Tam da bizim toplumun acı gerçeklerini anlatıyordu,  bu yazı. 

İşte böyle bir toplumda; biz ağır cezalarla, basit ve kolay tutuklama ve mahkumiyet kararlarıyla,  cinsel suçları önleyeceğimizi ve düze çıkacağımızı zannediyoruz ve yanılıyoruz. 

Suç; tipi ne olursa olsun değişmez,  aynı usul hükümlerine ve kanıtlara göre sonuca ulaşmak zorundadır hukuk. 

Cinsel suçlarda,  bu suçların mağdur ve şikayetçileri ile ailelerini memnun etmek için, evrensel ceza ve ceza usul hukuku kurallarının dışına çıkılamaz. Bir suç iddiasının, her türlü şüpheden uzak  kesin ve inandırıcı somut delillerle kanıtlanması, zorunludur. 

Bir kesin hüküm olmayan,  tedbir niteliğindeki tutuklama için dahi, kuvvetli suç şüphesinin varlığını ortaya koyan somut deliller arandığına göre, cinsel suçlarda da ağır cezalara hükmedebilmek için, kuvvetli suç şüphesinin de üzerinde, her türlü şüpheden uzak kesin ve inandırıcı delillere ulaşmak zorunluluğu vardır. 

Bizim toplumu anlamak mümkün değildir. Şayet mağdur ve şikayetçi ve mağdur ve şikayetçinin yakınları isek; iddiamız üzerine,  şüpheli kişi hemen tutuklansın ve en ağır şekilde cezalandırılsın istiyoruz, şüpheli ve şüpheli yakınlarıysa,  böyle adalet mi olur diye karşı çıkıyoruz. 

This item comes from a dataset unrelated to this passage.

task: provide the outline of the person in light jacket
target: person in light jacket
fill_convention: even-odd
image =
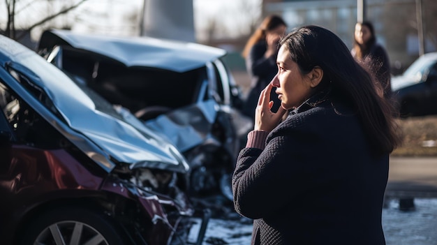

Çatışan iki menfaat söz konusu, arada ezilmeye çalışılan da yargı oluyor. Tutuklasa da,  serbest bıraksa da, mahkum etse de, beraat kararı verse de,  kimselere yaranamıyor. 

Cinsel suçlar' ın en büyük zorluğu, fazla kanıt elde edilememesi, gizli ve kapalı ortamlarda işlendiği için, özellikle tanık delilinin yok denecek kadar az olması. Bazı maddi bulgu ve kanıtlara da, yok olmadan  zamanında derhal ulaşmak çok zor oluyor. Özellikle aile içi küçük ve yetişkin kız çocuklarına, gelinlere yönelik cinsel taciz ve saldırı suçlarında, mağdur olan kişilerin aile ve mahalle baskısı nedeniyle sıcağı sıcağına şikayette bulunmamaları, aradan geçen uzun zamandan sonra olayı şikayete konu etmeleri, bu suçların mağdurda oluşturduğu izlerin ve kanıtların kaybolmasına neden olabiliyor ve tek kanıt mağdurun beyanına dayanıyor. Yargıç ne yapsın?. Şüpheli ile mağdur arasında iftira atmasına neden olacak bir husumet var mı yok mu onu araştırıyor, bu yüz kızartıcı eylemin mağduru olmasa,  kendisini niye ortaya atsın, şuyuu vukuundan daha beterdir, hayatın olağan akışına göre mağdur olmasa şikayet etmezdi gibi varsayımlara dayanarak,  ağır cezalara hükmediliyor. İki ucu boklu değnek. Mahkum etse de etmese de,  yargıçlarımızın vicdanları yara alıyor. 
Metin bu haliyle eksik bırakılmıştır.